Celia finally chastises Martha for her increasingly selfish and inconsiderate behavior. The perspective that Celia offers Martha on how the events of her life have affected more people than just her, is an important turning point for Martha. She is finally able to see her contribution to her circumstances, and take action to correct course, helping her combat The Isolating Nature of Mental Illness.
“I know it hasn’t been that long but this is what I have been able to see since then: things do happen. Terrible things. The only thing any of us get to do is decide whether they happen to us or if, at least in part, they happen for us.”
Celia offers Martha some wisdom in a letter she writes to her daughter. Martha’s diagnosis is a turning point for both mother and daughter, and it eventually sets them both on their respective paths to potential recovery, or at least better management of their conditions. The passage points to a couple of important things in the context of mental health and recovery from illness: the importance of social support, as provided by Celia to Martha in this instance; and the role that insight and a sense of agency can play in recovery.
“‘I’m the worst person in the world.’ ‘No you’re not […] You’re not the best person in the world either, which is what you really think. You’re the same as everybody else. But that’s harder for you, isn’t it. You’d rather be one or the other. The idea you might be ordinary is unbearable.’”
Patrick astutely divines an important aspect of how Martha views herself: She feels superior to others. This is the same reason Martha gives for why she doesn’t jump off the balcony. Patrick recognizing and confronting Martha about this is a sign of how well he knows her. Once again, it showcases the similarities Martha shares with her mother, in personality as much as in their experiences of mental illness.
“‘Why did you stay with her? […] Or, […] why did you always come back?’ He gave a small shrug. ‘I loved her unfortunately.’”
Martha asks Fergus why he stayed with Celia and always returned throughout the rocky patches in their marriage. His response is simple, and echoes how Patrick feels about Martha, too. Both Martha and Celia have always been loved by the people in their lives—their respective sisters and husbands, at the very least—and they both eventually come to recognize and appreciate the value of this in their lives.
“At the end, I told him that Ingrid still thinks the saboteur took it out of the fridge on purpose. Patrick said there was no way. He said, ‘She just made a mistake because the pressure is so extreme.’ […] He asked me what I thought. I told him I had been on the fence but now I could see it was no one’s fault.”

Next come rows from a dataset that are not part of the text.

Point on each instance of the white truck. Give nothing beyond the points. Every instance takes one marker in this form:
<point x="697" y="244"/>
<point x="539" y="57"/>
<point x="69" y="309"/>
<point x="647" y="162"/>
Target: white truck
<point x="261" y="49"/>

Martha and Patrick together watch and discuss the same episode of Bake Off that Martha was watching in the first chapter, the day of her 40th birthday party. The appearance of this same episode in the final chapter is a reminder of how much things have changed between the couple in the time that they have separated and re-coupled. Patrick’s opinion of what happened in the episode, and Martha’s response, are further symbolic of their changed perceptions of their relationship, and the better place they are now in.